Just what we all needed...another good reason to get out and rake the leaves. Researchers at the University of Arkansas studied the bone mineral densities and physical activity levels of more than 3,000 women and found that gardening was second only to weight training in boosting bones. “Yard work involves pushing a mower, digging holes, pulling weeds, and carrying soil, dirt, or gravel. These are all strenuous, weight-bearing activities that build bones,” says Lori Turner, lead author of the study. People were also more likely to stick with gardening as an activity vs. more traditional forms of exercise because they consider it a leisure activity with the added benefit of a beautiful yard. Hmmm, fight off osteoporosis and grow your own organic veggies at the same time!

Monday, November 01, 2004

The Odyssey--22 or Dr. Atkins Never Ran a Marathon

Again, this is simply a really, really looooong distance to run. I can't think of anything else I do for 3-1/2 hours consecutively that wouldn't drive me insane, except maybe cycling.

At this point in the game, I see the wisdom of these long runs purely as a form of dress rehearsal. I am learning each and every time the distance grows longer.

This time it was all about carbohydrates. How did carbs become such a dirty word? Now I don't know this for sure, but I feel very confident in saying that Dr. Atkins could not have been on his own diet and trained for a marathon at the same time!

It was a GORGEOUS fall day yesterday, and with the time change, I had gotten a ton of sleep the night before. I was cruising for the first 17 miles and actually feeling GOOD. And then...I hit the wall. Now mind you, I had been drinking plenty of water and had fueled up with a gel before the run and then 2 more during. But at mile 18, I was literally running on empty. There was simply no fuel left in my stomach.

The last 4 miles became a mental war between the nearly overwhelming urge to quit and the sheer stubbornness of will to finish the distance. At one point, with 3/4ths of a mile left to go, I had to talk myself into it by stopping for a long drink of water and then saying, OK, just 400 meters more and then I can give up, and then, just another 200 meters, and on and on until I had covered the entire distance.

What went wrong? I realized that I had eaten mostly protein for dinner the night before and just a bit of carbs. Please don't think I'm on a diet. (Frankly, the whole Atkins thing makes me nuts.) It's just how it worked out according to what food was in the house.

I have learned a great lesson from this experience. My brother and I will definitely carbo-load on December 11th. I am thankful that I didn't wait to find this out on the marathon day. Ouch! That wouldn't be pretty. Not to say that I am home free yet, but at least I can scratch one more thing off the list of uncertainties.

Studies Show...Cold Tempertures & Productivity

Now a good reason to justify turning up the heat!
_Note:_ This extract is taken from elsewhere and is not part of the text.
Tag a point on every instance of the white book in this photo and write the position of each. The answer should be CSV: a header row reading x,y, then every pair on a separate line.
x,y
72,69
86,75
In a small study conducted by Cornell University researchers at a large insurance company, huge productivity increases occurred when the office temperature was increased from 68 to 77 degrees. Output jumped 150% while errors dropped by 44%. Head researcher, Alan Hedge, commented "When people start feeling chilly, they get distracted, their body and mental processes slow down, and as their hands get cold, they lose some dexterity."

Don't let the Cold Miser in your office argue with you about pennies saved as winter approaches.